WWII-Era Banjolele Restoration
A customer brought in this cool WWII-Era Banjolele and wanted us to check it out and see if it was something we could restore.
The instrument was in rough shape but not unsalvageable. There was rust covering most of the metal components and the banjo head had a large tear on the right side.
We started by disassembling the instrument. This allows us to address all of the pieces in a more complete and efficient manor. The neck is in pretty good shape but mostly dirty. We will just be cleaning it before moving on to the body.
We address the metal pieces by polishing them with steel wool. This makes them look and feel much nicer and ensures they will work properly and last longer.
Here we have started polishing the flange, the large metal ring attached to the resonator. You can see the difference between the front and rear of the flange, as well as on the smaller pieces that have already been completed.
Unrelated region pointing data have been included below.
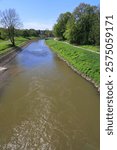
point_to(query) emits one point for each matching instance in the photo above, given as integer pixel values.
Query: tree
(60, 27)
(71, 31)
(10, 20)
(88, 23)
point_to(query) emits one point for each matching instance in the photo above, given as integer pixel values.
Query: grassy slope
(84, 61)
(5, 45)
(91, 47)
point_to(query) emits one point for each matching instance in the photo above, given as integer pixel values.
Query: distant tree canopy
(80, 27)
(10, 21)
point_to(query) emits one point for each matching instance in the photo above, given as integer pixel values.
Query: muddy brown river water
(45, 105)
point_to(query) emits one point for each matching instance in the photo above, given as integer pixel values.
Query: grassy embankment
(6, 45)
(84, 61)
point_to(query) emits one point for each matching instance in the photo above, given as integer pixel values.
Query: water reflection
(46, 106)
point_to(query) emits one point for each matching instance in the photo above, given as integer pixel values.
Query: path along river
(45, 105)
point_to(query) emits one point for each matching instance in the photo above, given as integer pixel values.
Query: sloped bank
(6, 57)
(85, 63)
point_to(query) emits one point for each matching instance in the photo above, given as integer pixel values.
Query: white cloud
(37, 25)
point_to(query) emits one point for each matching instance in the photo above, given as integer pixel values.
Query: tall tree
(10, 20)
(60, 27)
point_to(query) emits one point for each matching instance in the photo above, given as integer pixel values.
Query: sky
(42, 14)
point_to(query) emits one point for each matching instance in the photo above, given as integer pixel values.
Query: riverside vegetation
(82, 28)
(86, 62)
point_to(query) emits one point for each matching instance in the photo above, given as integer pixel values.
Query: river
(45, 105)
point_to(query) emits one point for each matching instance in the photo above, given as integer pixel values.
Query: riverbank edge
(75, 70)
(9, 55)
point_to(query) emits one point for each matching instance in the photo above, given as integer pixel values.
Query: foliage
(80, 27)
(60, 27)
(10, 21)
(84, 61)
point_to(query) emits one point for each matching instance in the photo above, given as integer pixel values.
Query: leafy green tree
(60, 27)
(10, 20)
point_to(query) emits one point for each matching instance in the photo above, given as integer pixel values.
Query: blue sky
(41, 14)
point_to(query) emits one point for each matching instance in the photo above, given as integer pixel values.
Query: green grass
(6, 45)
(91, 47)
(84, 61)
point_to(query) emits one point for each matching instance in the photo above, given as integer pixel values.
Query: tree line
(80, 27)
(11, 27)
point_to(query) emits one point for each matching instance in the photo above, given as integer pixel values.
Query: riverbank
(85, 63)
(10, 53)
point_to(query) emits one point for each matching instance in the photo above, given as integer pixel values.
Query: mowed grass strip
(84, 61)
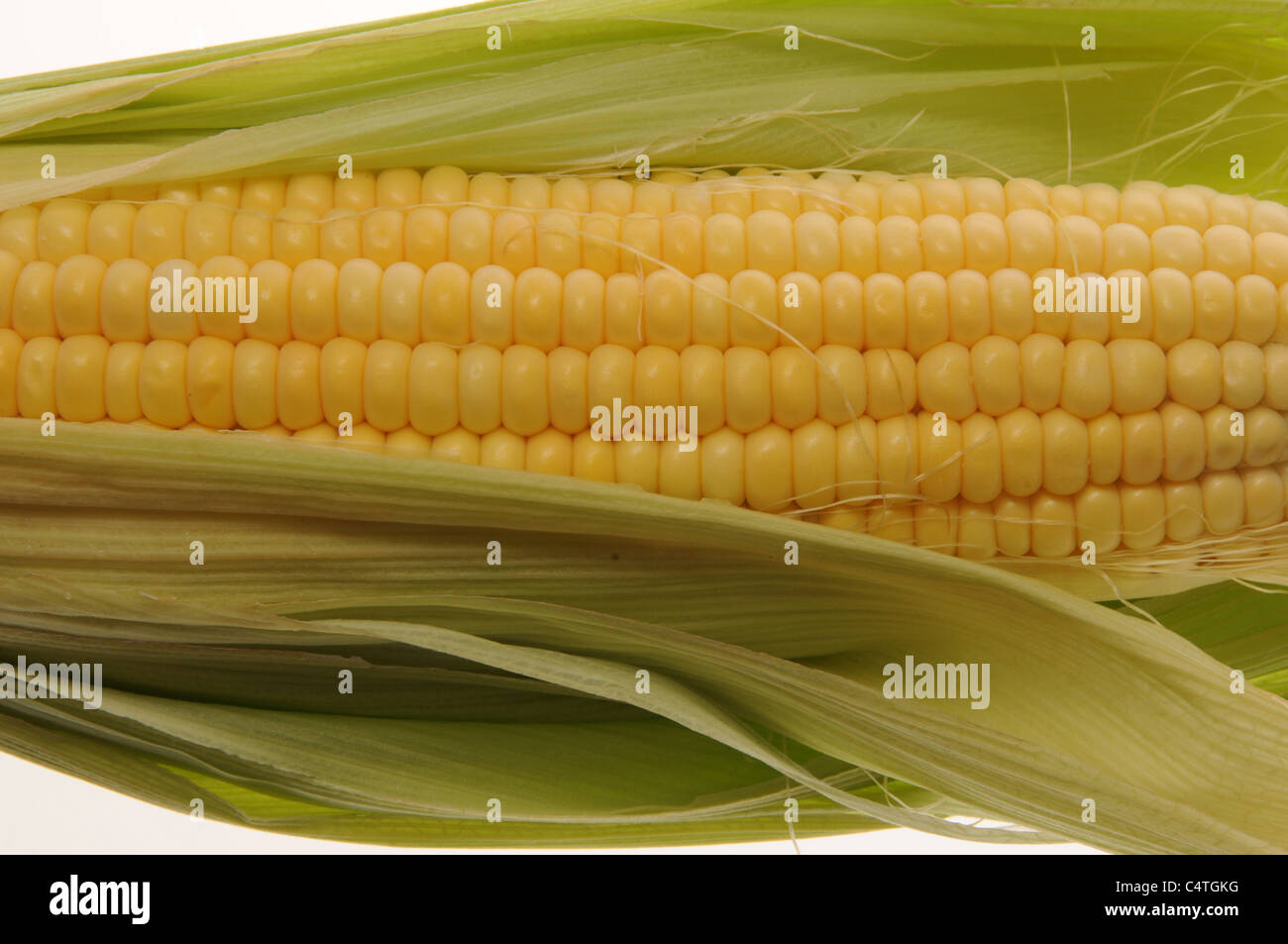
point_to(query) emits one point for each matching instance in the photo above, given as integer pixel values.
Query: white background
(46, 811)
The most crucial part of this repair was replacing the banjo head. Keeping in line with the original, we used calf skin for the replacement. Some banjo heads are made of plastic or other similar materials. In order to replace the head, the skin needs to be soaked in water and then lightly dried off, allowing the skin to stretch without tearing.
In this instrument, the head has three rings that are part to the assembly process. The tone ring sits between the head and the wood of the body, it acts as a bearing surface for the head and affects the overall tone of the instrument. The next is the flesh hoop, used with heads made of skin. The skin is draped over the rim and then the flesh hoop is fitted around it. the excess skin is then folded back towards the top, encasing the hoop in the head material. The last is the tension hoop, which is the large ring that the hooks attach to. It is placed outside of the skin and rests on the flesh hoop.
As the nuts are turned, the hooks pull on the tension hoop which, in turn, pulls the flesh hoop, tightening the head. This has to be done in a specific pattern to ensure even stretching. The trick is to stop at just the right moment because, as the skin dries, it shrinks. This will tighten the head even more but, if it is too tight when this happens, it can tear.